Cela ne fait aucun doute. Les premiers ministres issus du Québec ont tous été plus canadiens que nature. Le seul fait que sa double citoyenneté suscite un débat, alors qu'il est chef de l'opposition depuis à peine une semaine, laisse cependant prévoir de sérieux problèmes de perception.
La mère de M. Dion a raconté au Soleil que son fils lui avait déjà confié que les Canadiens anglais n'aimaient pas beaucoup qu'il soit français. D'ailleurs, elle se «moque absolument» qu'il abandonne sa citoyenneté française si cela pose un problème.
Depuis le «Vive le Québec libre!» du général de Gaulle, la France est très suspecte au Canada anglais. Il fallait voir la nervosité ambiante à l'ambassade canadienne chaque fois qu'un premier ministre péquiste mettait les pieds à Paris. Même si le PQ se retrouve dans l'opposition, on peut être certain que la visite prochaine d'André Boisclair sera suivie de très près.
Imaginons qu'au lendemain d'un troisième référendum, la France accepte d'entrer dans le «grand jeu» dont parlait Jacques Parizeau et reconnaisse la souveraineté du Québec. Au Canada anglais, elle deviendrait instantanément l'ennemie numéro un.

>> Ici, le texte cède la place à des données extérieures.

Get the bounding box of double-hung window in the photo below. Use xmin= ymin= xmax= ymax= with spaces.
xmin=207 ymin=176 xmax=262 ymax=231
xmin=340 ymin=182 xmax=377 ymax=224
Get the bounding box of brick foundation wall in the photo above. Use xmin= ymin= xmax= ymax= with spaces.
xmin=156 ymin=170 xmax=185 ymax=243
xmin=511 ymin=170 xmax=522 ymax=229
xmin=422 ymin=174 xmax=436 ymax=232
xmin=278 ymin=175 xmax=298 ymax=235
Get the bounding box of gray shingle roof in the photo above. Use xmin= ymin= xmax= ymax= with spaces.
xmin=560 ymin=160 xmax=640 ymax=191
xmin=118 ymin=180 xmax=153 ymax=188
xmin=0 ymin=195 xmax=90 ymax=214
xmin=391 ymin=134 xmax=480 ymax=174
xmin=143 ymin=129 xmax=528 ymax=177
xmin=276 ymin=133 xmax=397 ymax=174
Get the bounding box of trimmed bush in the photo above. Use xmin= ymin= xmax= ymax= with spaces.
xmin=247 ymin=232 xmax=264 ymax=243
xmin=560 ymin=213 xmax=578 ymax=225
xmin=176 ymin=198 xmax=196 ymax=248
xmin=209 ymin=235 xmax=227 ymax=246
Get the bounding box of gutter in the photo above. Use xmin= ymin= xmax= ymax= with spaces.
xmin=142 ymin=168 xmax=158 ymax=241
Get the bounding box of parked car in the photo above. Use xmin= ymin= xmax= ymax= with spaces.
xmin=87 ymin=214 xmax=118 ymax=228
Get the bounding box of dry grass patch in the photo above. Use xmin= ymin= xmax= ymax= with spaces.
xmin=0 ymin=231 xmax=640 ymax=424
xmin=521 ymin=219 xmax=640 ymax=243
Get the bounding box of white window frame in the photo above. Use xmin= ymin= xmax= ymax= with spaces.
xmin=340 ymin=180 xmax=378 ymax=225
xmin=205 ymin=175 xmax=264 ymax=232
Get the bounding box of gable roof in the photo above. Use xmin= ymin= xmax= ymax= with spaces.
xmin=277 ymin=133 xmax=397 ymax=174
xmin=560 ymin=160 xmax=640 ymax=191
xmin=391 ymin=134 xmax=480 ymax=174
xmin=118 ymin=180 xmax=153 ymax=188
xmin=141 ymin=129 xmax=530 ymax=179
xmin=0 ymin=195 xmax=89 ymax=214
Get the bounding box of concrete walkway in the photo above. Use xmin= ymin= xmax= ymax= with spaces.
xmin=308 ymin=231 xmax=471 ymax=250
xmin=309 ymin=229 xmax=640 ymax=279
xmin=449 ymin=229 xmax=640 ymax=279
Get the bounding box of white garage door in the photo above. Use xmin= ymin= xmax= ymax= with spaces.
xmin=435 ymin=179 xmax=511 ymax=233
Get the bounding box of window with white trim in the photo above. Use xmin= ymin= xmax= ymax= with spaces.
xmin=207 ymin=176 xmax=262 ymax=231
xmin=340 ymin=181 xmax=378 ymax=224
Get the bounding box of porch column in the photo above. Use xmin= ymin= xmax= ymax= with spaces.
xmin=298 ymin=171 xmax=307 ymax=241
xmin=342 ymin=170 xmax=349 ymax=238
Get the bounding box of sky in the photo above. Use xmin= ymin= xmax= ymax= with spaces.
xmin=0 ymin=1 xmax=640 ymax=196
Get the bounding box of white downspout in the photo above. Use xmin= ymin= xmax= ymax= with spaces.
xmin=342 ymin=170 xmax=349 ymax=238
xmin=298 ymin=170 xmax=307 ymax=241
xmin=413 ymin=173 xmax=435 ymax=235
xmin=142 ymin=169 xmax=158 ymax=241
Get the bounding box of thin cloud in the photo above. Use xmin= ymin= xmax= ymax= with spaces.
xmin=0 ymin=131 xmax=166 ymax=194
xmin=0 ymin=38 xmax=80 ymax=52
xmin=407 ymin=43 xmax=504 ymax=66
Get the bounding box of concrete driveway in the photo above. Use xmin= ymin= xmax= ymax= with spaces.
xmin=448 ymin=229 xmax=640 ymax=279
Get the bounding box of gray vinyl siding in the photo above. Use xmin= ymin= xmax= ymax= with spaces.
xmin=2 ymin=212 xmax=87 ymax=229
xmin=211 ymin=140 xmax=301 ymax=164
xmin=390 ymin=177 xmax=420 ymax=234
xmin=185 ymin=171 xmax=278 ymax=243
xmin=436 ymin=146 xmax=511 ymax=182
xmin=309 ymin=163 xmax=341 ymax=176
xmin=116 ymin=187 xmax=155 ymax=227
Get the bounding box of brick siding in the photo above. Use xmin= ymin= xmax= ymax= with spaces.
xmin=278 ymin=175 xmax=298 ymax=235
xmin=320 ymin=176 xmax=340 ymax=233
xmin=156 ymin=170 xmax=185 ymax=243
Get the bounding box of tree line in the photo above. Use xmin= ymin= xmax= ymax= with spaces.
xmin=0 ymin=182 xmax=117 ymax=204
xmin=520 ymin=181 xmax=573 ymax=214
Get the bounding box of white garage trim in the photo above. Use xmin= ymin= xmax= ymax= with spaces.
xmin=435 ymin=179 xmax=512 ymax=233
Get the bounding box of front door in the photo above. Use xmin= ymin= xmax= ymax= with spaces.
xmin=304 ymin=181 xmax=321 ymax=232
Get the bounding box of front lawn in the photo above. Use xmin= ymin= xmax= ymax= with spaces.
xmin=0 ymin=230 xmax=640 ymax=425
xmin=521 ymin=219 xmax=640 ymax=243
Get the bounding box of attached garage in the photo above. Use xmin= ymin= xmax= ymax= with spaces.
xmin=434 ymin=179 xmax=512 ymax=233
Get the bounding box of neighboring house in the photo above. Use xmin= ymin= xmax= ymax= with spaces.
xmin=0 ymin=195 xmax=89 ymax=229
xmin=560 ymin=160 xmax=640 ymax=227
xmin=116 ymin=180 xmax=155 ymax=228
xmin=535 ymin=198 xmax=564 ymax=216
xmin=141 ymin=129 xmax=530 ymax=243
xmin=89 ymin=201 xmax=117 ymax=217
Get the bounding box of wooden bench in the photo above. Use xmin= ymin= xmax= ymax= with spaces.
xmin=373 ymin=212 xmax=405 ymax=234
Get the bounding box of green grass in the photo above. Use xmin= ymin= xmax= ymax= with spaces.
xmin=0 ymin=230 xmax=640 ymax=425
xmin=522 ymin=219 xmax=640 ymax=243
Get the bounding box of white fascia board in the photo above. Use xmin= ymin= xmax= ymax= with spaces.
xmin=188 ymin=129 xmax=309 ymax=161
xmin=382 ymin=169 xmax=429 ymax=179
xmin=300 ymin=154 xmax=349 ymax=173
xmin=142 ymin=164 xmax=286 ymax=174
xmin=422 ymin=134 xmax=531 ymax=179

Simplement parce qu'elle a refusé de participer à la guerre en Irak, les Américains ont débaptisé les French fries. On a aussi reproché au sénateur John Kerry de savoir parler français. Au lendemain d'un OUI, M. Dion aurait déjà bien assez de problèmes avec ses origines québécoises. S'il fallait en plus qu'il soit citoyen français!